Reliability of English Learners’ Test Scores

The Every Student Succeeds Act requires that English Learners (ELs) are included in annual state testing (grades 3-8 and once in high school) and included in each state’s accountability system disaggregated by subgroup to ensure that they receive the support they need to learn English, participate fully in their education experience, and graduate ready for college or career.

As more states are using the ACT test as part of their accountability systems, one concern that educators and policymakers may have is whether the scores of English Learners (ELs) are valid and reliable indicators of their actual academic achievement level. This research brief will address the following research questions:

  1. How does the reliability of ELs’ ACT scores compare to that of non-ELs?
  2. How does the reliability of ACT scores for ELs compare to the reliability of other standardized assessment scores?
  3. How does classification consistency and differential item functioning analyses provide additional evaluative information about score validity?

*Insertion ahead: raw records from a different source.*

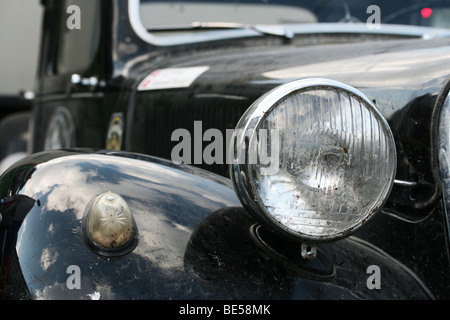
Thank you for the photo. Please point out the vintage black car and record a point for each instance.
(233, 150)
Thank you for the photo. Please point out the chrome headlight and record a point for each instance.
(313, 159)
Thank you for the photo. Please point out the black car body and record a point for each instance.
(110, 96)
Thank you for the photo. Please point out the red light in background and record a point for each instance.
(426, 13)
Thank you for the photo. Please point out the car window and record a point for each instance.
(78, 45)
(158, 14)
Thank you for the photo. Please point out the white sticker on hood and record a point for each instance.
(171, 78)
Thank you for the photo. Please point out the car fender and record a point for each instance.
(195, 240)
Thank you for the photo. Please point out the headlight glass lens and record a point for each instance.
(330, 153)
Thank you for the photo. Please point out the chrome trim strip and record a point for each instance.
(299, 29)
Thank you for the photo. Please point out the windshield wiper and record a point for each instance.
(271, 30)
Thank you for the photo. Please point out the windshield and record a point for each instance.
(172, 14)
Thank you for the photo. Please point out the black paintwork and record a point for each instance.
(195, 239)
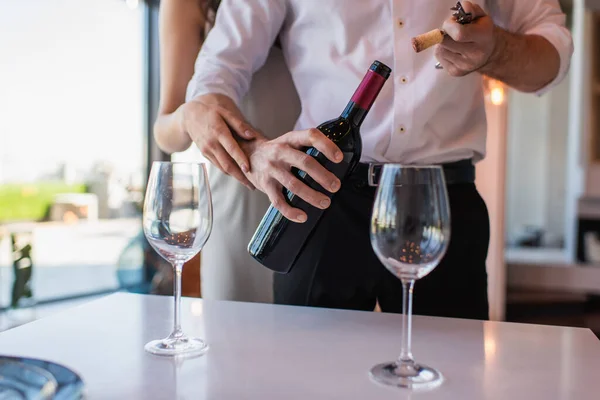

Limited English proficiency can be a source of construct-irrelevant variance (measurement error), meaning that ELs’ performance on a test may be negatively impacted because they have trouble comprehending the test content in the language in which the test is presented. As a result, their scores may not reflect their true ability level, particularly if the test has a high reading component. This manifests in lower scores, as well as lower reliability estimates.

Limited English proficiency can also be a source of construct-relevant variance if English proficiency is part of the construct being measured (e.g., English grammar), resulting in lower scores that do accurately reflect students’ (lower) proficiency level.

Reliability is a measure of the extent to which test scores are consistent across testing conditions, such as across different test items or upon retest. Cronbach’s alpha is a common measure of internal consistency reliability (i.e., the extent to which students consistently respond to items sampled from the construct being measured).

A student who has mastered a construct should be able to consistently answer questions correctly, whereas a student who has not mastered the construct would be expected to consistently answer questions incorrectly. In contrast, an EL who knows the correct answer but is unable to comprehend the item content may produce an incorrect response that does not reflect their true knowledge.